Kritim Yantra
Apr 23, 2025
Have you ever chatted with a bot that forgets everything the moment you hit "send"?
It’s like talking to a goldfish. 🐟
But what if you want your chatbot to remember your name, your last question, or the topic you're discussing?
That’s where LangChain Memory comes in. In this blog, we’ll break down:
Let’s get into it 👇
LangChain is an open-source framework that makes it easier to build apps using LLMs (like ChatGPT or Claude).
You can think of it as a set of tools to:
✅ Connect your chatbot to custom data (like PDFs, websites)
✅ Make it interactive (use buttons, search, filters)
✅ Add memory and logic to conversations
LangChain works with models from OpenAI, Anthropic, Cohere, HuggingFace, and more.

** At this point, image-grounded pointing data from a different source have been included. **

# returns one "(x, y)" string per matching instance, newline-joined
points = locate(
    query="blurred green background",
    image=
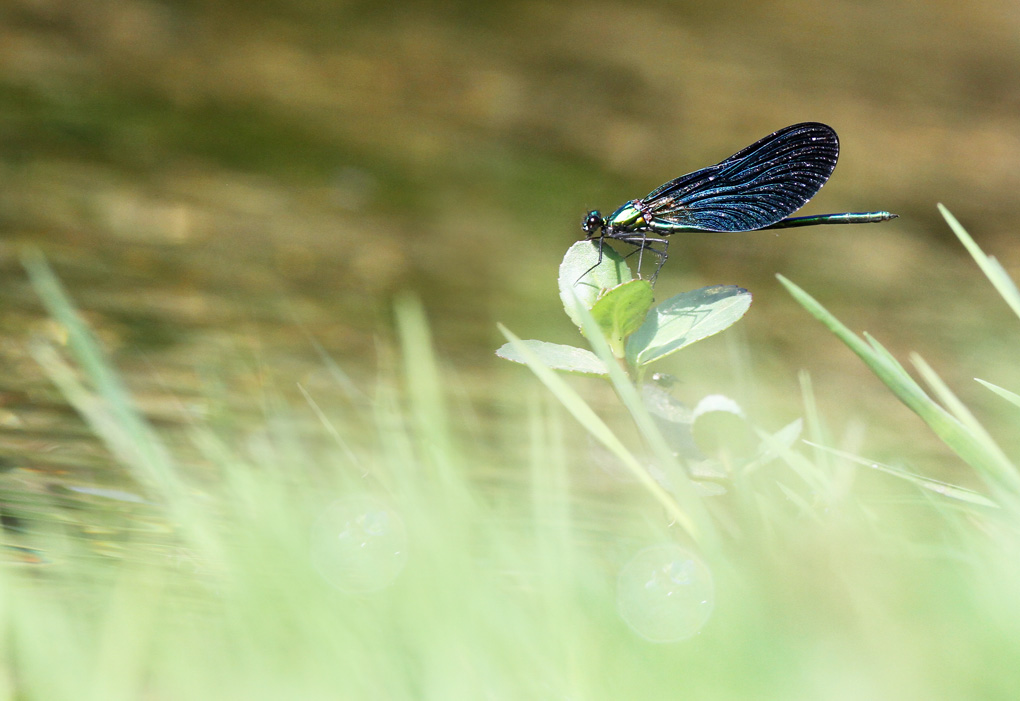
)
(219, 184)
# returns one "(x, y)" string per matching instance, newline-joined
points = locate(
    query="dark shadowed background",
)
(221, 184)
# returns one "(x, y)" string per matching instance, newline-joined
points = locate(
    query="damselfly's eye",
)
(593, 221)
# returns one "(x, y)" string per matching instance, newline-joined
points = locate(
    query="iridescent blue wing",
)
(754, 188)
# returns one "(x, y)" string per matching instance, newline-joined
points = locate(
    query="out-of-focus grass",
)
(386, 567)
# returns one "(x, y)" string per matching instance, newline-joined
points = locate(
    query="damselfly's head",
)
(593, 223)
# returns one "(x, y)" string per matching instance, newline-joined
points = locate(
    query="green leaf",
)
(575, 281)
(991, 267)
(974, 447)
(1012, 397)
(621, 311)
(557, 356)
(686, 318)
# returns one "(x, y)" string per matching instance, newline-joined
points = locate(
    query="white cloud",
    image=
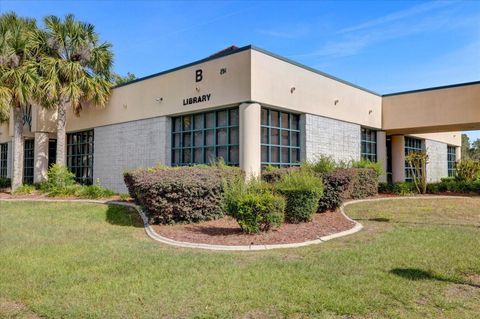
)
(290, 33)
(355, 39)
(399, 15)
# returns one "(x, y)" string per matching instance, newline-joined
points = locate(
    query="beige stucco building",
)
(252, 108)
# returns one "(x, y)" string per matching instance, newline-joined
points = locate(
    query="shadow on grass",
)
(420, 274)
(123, 216)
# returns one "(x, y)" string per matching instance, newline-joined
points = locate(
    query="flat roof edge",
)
(433, 88)
(184, 66)
(306, 67)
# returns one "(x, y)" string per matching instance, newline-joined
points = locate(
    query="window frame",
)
(80, 151)
(368, 137)
(412, 147)
(3, 160)
(451, 160)
(204, 146)
(28, 161)
(293, 150)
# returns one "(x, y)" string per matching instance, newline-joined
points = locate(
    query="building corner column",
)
(40, 167)
(398, 158)
(382, 154)
(250, 135)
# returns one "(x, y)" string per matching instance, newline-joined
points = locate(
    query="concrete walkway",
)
(157, 237)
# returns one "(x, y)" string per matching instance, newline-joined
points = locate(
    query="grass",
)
(413, 259)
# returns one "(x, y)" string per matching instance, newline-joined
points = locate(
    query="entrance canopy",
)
(440, 109)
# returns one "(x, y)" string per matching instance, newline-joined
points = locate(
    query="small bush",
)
(399, 188)
(467, 170)
(321, 165)
(93, 191)
(253, 205)
(347, 183)
(365, 183)
(337, 188)
(302, 191)
(363, 163)
(5, 182)
(180, 194)
(60, 182)
(124, 196)
(25, 189)
(273, 174)
(454, 186)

By default, LLMs don’t remember your past messages unless you send them again in every request.
That’s like this:
User: What is Python?
Assistant: Python is a programming language...
User: And who created it?
Assistant: I don’t know what “it” means.
That’s annoying, right?
With Memory, your chatbot can remember previous messages so that future replies make sense in context.
Think of it like a chat with a real person—they remember what you said before.
LangChain offers a few types of memory:
ConversationBufferMemory
ConversationSummaryMemory
ConversationBufferWindowMemory
VectorStoreRetrieverMemory
In this blog, we’ll use the simplest one: ConversationBufferMemory
.
Let’s build a memory-enabled chatbot using LangChain + OpenAI.
Install the packages:
pip install openai langchain python-dotenv
Create a .env
file with your OpenAI key:
OPENAI_API_KEY=your_openai_api_key
from langchain.chat_models import ChatOpenAI
from langchain.chains import ConversationChain
from langchain.memory import ConversationBufferMemory
from dotenv import load_dotenv
import os
load_dotenv()
# Load the model
llm = ChatOpenAI(temperature=0.7)
# Add memory
memory = ConversationBufferMemory()
# Create conversation chain
conversation = ConversationChain(
llm=llm,
memory=memory,
verbose=True
)
# Chat loop
while True:
user_input = input("You: ")
if user_input.lower() in ['exit', 'quit']:
break
response = conversation.predict(input=user_input)
print(f"Bot: {response}")
You: My name is Ajay.
Bot: Nice to meet you, Ajay!
You: What is the capital of France?
Bot: The capital of France is Paris.
You: And what's my name?
Bot: Your name is Ajay.
Amazing! The bot remembers your name from earlier in the chat. 🧠✅
The memory stores both:
Every time you send a new message, the bot gets:
History:
User: My name is Ajay.
Bot: Nice to meet you, Ajay!
User: What is the capital of France?
Current Input:
And what's my name?
This helps the model stay in context like a human.
ConversationSummaryMemory
To keep memory without hitting token limits, use:
from langchain.memory import ConversationSummaryMemory
memory = ConversationSummaryMemory(llm=llm)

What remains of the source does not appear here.